PRSA’s – not as flexible as you think

When PRSA’s were launched, The Pensions Authority announced them as the flexible pension plan . Go on any insurance company website and their blurb on PRSA’s will market them as a flexible pension plan (I have linked just one website here, but it could be any of them). But are they really any more flexible than the traditional personal pension and company pension?

  • You set up a PRSA yourself and contribute to it for a while. You then join a company who has its own employer paid PRSA scheme. You cannot bring your personal PRSA into the scheme. You have to join the new company one.
  • You are a member of an employer PRSA scheme and move employer, who also runs an employer PRSA scheme. The new employer is under no obligation to deduct your premiums from your salary and pay into your existing plan.

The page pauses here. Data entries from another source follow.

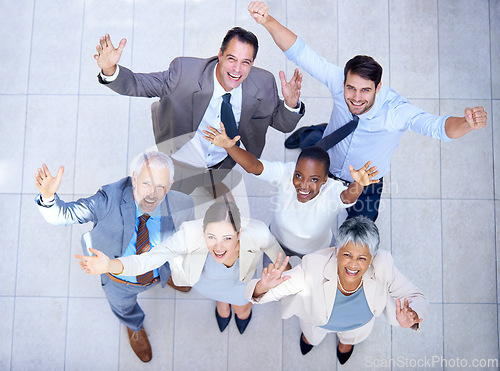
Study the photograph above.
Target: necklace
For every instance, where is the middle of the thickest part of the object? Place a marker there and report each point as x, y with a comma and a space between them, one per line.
350, 292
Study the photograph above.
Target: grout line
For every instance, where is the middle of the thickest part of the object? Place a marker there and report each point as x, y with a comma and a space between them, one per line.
440, 185
390, 175
22, 186
74, 184
495, 230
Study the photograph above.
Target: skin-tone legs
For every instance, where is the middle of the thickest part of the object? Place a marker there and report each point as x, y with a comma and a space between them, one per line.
242, 311
343, 348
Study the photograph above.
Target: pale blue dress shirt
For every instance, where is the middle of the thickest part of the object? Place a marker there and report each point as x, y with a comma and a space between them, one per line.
379, 129
221, 283
349, 312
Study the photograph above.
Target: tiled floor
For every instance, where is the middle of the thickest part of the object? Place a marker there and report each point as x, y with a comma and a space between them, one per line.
439, 215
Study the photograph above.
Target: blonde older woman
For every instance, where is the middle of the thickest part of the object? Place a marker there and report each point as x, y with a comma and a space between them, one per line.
342, 290
217, 256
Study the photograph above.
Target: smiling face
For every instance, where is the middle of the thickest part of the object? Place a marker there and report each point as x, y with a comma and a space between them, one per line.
359, 93
235, 64
308, 178
150, 187
223, 242
352, 262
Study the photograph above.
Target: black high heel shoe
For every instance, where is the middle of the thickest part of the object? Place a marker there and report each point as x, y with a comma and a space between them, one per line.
242, 323
343, 357
222, 322
304, 347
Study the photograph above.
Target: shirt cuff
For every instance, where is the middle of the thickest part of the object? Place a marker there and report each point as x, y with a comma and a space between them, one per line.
112, 77
47, 203
294, 110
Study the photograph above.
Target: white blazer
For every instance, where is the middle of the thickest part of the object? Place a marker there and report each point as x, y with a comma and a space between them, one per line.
310, 292
186, 251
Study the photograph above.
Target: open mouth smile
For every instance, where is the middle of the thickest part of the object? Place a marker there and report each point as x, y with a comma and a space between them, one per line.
350, 272
303, 193
234, 77
220, 255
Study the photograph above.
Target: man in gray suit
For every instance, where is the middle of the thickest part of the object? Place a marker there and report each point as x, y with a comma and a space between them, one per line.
130, 216
191, 96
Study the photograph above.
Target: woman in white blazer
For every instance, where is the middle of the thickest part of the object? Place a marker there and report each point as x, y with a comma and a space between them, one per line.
217, 256
342, 290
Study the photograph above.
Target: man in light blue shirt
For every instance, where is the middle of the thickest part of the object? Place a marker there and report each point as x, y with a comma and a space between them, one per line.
116, 211
384, 115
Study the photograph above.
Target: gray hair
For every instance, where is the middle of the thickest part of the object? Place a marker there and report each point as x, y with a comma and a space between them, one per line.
154, 159
360, 231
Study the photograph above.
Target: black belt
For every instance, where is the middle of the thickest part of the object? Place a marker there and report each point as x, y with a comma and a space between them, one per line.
116, 279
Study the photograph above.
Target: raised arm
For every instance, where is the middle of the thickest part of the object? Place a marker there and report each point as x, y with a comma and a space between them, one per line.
362, 178
474, 119
47, 184
281, 35
108, 56
272, 276
99, 263
245, 159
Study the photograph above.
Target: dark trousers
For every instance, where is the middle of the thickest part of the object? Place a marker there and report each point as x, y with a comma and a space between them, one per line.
368, 202
122, 299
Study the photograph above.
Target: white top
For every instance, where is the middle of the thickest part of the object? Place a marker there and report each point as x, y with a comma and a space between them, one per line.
303, 227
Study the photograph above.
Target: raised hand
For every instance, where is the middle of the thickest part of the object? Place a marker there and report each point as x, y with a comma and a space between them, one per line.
107, 56
291, 89
364, 175
476, 117
406, 316
220, 138
272, 275
97, 264
259, 11
47, 184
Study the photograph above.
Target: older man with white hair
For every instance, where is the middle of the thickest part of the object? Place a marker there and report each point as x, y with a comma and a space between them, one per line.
130, 217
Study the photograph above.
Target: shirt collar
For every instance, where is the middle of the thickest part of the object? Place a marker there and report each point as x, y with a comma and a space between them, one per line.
154, 215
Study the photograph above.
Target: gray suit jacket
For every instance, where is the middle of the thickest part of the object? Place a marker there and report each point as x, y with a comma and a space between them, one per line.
185, 90
112, 210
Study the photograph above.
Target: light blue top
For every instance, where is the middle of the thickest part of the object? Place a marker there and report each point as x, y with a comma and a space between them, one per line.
349, 312
220, 283
379, 129
154, 228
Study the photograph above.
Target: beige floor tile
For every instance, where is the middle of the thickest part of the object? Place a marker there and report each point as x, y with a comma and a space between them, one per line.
39, 333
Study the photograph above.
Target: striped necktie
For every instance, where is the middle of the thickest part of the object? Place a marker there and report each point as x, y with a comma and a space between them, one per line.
227, 117
338, 135
143, 245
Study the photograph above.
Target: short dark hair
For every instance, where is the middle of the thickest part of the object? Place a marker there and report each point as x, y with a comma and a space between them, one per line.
365, 67
243, 36
317, 154
223, 211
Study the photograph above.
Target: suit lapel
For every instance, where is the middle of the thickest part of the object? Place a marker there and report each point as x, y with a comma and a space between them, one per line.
201, 98
370, 287
127, 208
330, 286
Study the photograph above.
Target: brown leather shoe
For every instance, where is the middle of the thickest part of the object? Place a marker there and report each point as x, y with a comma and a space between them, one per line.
178, 288
140, 344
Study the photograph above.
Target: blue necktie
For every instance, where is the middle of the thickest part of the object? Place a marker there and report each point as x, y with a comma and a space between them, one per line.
227, 117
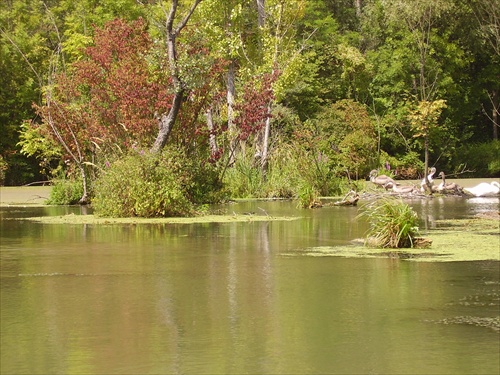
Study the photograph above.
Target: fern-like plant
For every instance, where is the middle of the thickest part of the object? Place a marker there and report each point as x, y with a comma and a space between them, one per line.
393, 223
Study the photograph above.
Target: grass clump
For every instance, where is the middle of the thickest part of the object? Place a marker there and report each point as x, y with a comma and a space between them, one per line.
393, 224
65, 192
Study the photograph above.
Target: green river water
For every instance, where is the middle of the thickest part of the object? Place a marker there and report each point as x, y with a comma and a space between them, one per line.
239, 298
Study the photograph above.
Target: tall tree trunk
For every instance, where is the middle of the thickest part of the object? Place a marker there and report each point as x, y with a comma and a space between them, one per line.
261, 12
265, 143
358, 6
494, 115
166, 121
211, 135
231, 94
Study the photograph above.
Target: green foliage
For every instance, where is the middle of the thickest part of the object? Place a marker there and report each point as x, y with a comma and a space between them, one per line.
65, 192
3, 168
165, 184
480, 158
344, 135
244, 178
393, 223
35, 143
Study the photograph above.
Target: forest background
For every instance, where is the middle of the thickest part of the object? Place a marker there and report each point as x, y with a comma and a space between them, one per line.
199, 99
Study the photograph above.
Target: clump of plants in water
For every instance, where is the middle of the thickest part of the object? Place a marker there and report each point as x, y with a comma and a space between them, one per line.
393, 224
65, 191
165, 184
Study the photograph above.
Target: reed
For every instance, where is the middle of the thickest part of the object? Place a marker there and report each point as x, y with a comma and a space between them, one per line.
393, 223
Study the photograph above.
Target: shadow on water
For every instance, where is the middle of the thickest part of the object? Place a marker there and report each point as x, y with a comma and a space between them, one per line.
225, 298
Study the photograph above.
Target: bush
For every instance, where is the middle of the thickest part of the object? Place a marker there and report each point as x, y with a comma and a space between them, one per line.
155, 185
481, 158
65, 192
393, 223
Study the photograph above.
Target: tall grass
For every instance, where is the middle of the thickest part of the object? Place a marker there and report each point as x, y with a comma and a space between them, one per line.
393, 223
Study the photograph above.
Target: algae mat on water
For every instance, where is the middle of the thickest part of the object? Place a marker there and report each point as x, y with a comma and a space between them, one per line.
92, 219
454, 240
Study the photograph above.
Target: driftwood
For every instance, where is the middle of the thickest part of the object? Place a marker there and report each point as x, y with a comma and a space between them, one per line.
351, 199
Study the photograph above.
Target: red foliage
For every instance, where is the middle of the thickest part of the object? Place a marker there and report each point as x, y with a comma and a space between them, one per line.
253, 109
110, 96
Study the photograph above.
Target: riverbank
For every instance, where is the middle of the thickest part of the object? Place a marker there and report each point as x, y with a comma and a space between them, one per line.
24, 195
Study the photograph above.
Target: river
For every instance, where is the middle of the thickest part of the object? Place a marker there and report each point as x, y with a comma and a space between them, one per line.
232, 298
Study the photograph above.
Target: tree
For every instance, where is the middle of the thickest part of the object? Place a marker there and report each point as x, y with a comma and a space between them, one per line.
105, 100
167, 120
424, 119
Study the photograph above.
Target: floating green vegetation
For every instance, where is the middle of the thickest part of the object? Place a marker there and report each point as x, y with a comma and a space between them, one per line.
92, 219
453, 240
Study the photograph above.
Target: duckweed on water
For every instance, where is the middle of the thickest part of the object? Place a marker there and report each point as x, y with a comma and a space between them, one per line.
454, 240
92, 219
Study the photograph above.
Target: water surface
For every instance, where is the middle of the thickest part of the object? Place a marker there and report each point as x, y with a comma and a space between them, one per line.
238, 298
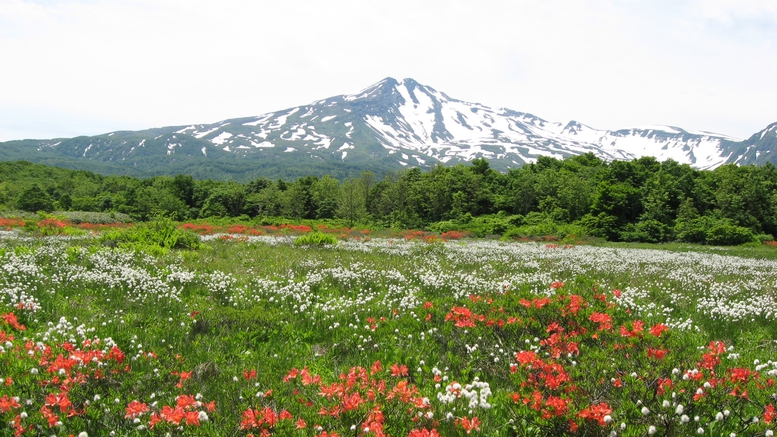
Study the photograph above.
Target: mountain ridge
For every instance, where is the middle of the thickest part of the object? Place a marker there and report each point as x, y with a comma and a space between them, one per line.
389, 125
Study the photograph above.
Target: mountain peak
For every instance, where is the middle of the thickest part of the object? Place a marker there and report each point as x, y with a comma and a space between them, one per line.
397, 123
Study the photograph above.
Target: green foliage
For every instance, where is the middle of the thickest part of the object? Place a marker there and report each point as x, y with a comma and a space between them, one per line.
158, 235
727, 234
648, 231
315, 239
641, 201
34, 199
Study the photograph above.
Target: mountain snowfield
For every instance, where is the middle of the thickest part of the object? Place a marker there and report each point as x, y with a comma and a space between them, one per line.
418, 124
389, 125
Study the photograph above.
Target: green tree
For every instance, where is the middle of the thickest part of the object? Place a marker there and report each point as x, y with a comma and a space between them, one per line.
34, 199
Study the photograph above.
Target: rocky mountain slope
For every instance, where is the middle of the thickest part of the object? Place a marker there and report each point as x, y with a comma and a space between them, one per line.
387, 126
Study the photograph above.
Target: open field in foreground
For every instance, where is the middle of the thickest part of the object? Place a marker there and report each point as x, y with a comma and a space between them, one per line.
255, 335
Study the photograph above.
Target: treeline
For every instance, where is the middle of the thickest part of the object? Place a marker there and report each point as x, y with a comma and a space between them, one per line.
642, 200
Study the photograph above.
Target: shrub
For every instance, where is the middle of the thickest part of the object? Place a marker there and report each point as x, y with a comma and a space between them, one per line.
160, 234
315, 239
728, 234
648, 231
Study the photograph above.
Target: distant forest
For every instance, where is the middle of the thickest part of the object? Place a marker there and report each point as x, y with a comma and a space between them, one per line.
641, 200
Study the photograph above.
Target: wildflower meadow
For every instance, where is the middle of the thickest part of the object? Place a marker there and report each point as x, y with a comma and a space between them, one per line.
249, 334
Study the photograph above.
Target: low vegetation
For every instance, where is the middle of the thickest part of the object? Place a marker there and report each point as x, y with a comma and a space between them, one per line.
271, 330
579, 197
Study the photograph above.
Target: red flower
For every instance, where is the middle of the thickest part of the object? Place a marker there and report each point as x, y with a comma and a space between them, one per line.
135, 409
596, 412
658, 329
769, 414
398, 370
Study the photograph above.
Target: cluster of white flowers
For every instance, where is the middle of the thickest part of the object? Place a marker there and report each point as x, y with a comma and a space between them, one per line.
475, 394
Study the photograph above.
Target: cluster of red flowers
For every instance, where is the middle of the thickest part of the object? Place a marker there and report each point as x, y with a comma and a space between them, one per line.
360, 394
63, 367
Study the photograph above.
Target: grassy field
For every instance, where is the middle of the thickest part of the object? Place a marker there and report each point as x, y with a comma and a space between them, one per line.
257, 335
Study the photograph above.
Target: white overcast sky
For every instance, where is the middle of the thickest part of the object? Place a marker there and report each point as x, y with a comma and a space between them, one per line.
85, 67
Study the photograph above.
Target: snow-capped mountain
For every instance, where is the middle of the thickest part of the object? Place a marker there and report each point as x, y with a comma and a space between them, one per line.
393, 124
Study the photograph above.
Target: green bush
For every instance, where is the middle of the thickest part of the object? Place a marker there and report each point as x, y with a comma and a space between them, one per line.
157, 234
647, 231
726, 234
315, 239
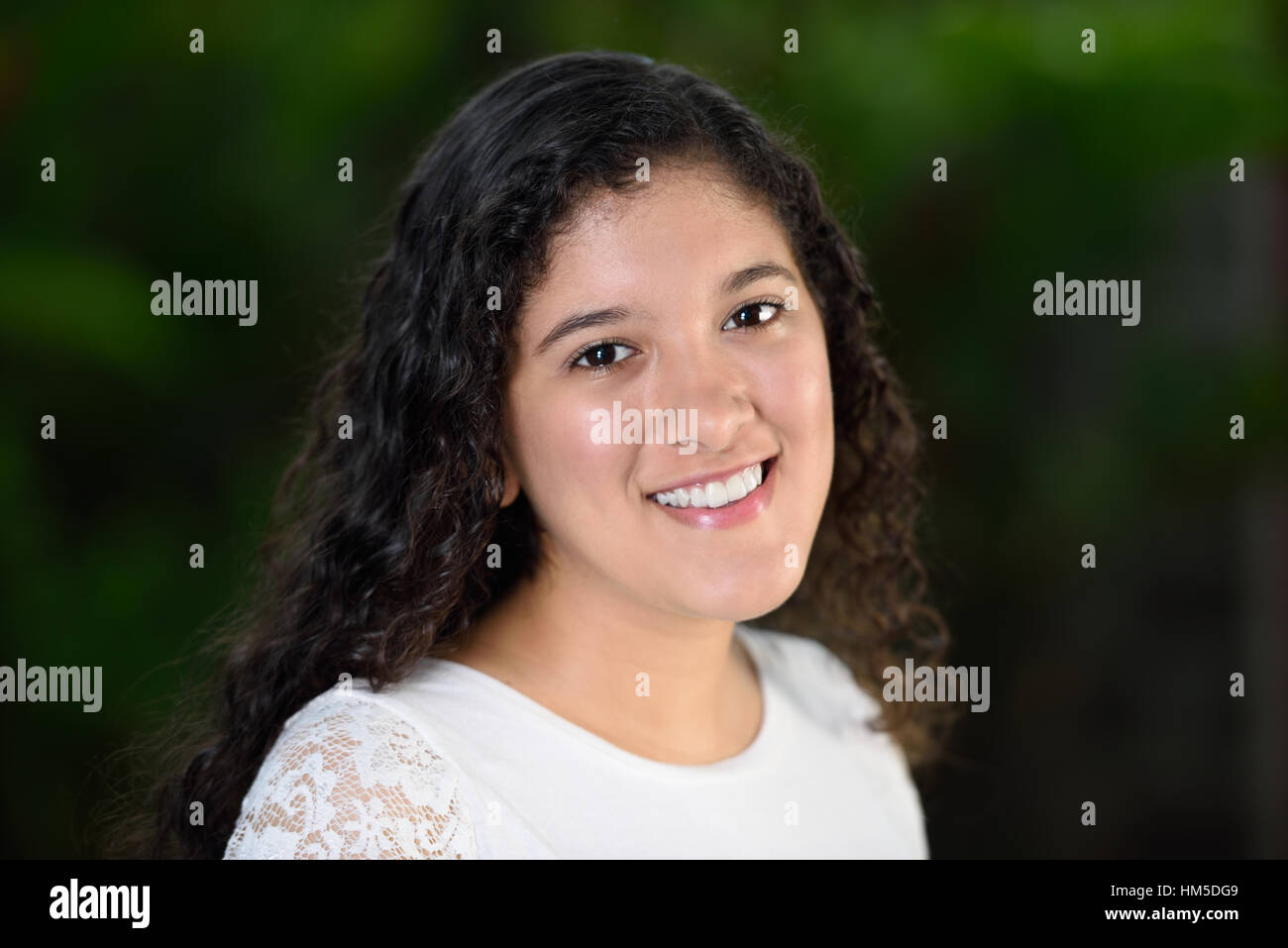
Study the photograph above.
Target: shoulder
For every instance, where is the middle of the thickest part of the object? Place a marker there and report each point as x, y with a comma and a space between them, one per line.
353, 777
816, 679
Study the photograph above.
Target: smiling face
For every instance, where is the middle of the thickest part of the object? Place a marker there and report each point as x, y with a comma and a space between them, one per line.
697, 283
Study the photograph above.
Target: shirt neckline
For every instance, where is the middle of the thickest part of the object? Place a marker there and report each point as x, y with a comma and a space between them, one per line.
726, 767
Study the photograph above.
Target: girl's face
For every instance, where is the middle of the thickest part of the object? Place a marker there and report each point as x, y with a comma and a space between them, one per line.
668, 307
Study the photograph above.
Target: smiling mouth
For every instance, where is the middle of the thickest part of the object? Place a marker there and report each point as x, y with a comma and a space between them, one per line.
717, 493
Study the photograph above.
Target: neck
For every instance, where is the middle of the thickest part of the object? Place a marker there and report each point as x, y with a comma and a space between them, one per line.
666, 686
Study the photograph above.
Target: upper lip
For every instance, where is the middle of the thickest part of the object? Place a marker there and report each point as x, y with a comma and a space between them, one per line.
712, 475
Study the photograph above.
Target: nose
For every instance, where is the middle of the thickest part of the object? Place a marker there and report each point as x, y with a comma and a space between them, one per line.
711, 382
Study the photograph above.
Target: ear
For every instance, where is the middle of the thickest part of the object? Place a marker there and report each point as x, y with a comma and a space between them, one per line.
511, 478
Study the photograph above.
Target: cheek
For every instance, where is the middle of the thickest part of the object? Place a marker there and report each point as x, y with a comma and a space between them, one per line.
561, 467
799, 391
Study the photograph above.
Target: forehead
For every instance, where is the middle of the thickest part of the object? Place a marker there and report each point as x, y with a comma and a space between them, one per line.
679, 233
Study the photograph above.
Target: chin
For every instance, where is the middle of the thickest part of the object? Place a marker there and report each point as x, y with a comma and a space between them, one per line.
742, 601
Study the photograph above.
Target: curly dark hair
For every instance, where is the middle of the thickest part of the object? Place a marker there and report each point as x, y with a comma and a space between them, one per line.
376, 550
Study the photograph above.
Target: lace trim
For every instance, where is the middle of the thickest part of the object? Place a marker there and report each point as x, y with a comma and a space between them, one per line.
349, 780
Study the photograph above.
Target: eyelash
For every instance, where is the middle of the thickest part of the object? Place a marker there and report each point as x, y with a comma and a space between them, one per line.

In fact, it is highly unlikely that they will purely because it can be an administrative headache for payroll to keep track of which payments go where.
  • You have a PRSA plan and you join a company with an old fashioned company paid pension scheme. You want to make some additional payments yourself but want to keep them separate from the main scheme. You cannot use your existing PRSA policy. You have to implement a PRSA AVC plan.
  • The Pensions Authority says “you are free to stop, start, increase or decrease your contributions at any time”.  You can do this under a personal pension scheme already! Company paid schemes are a little bit different alright as they are written under trust and there may be scheme rules obliging you to make a contribution.

PRSA’s have their use (and I use them all the time) but they are usually to legitimately get around rules that are in place for the other types of pensions.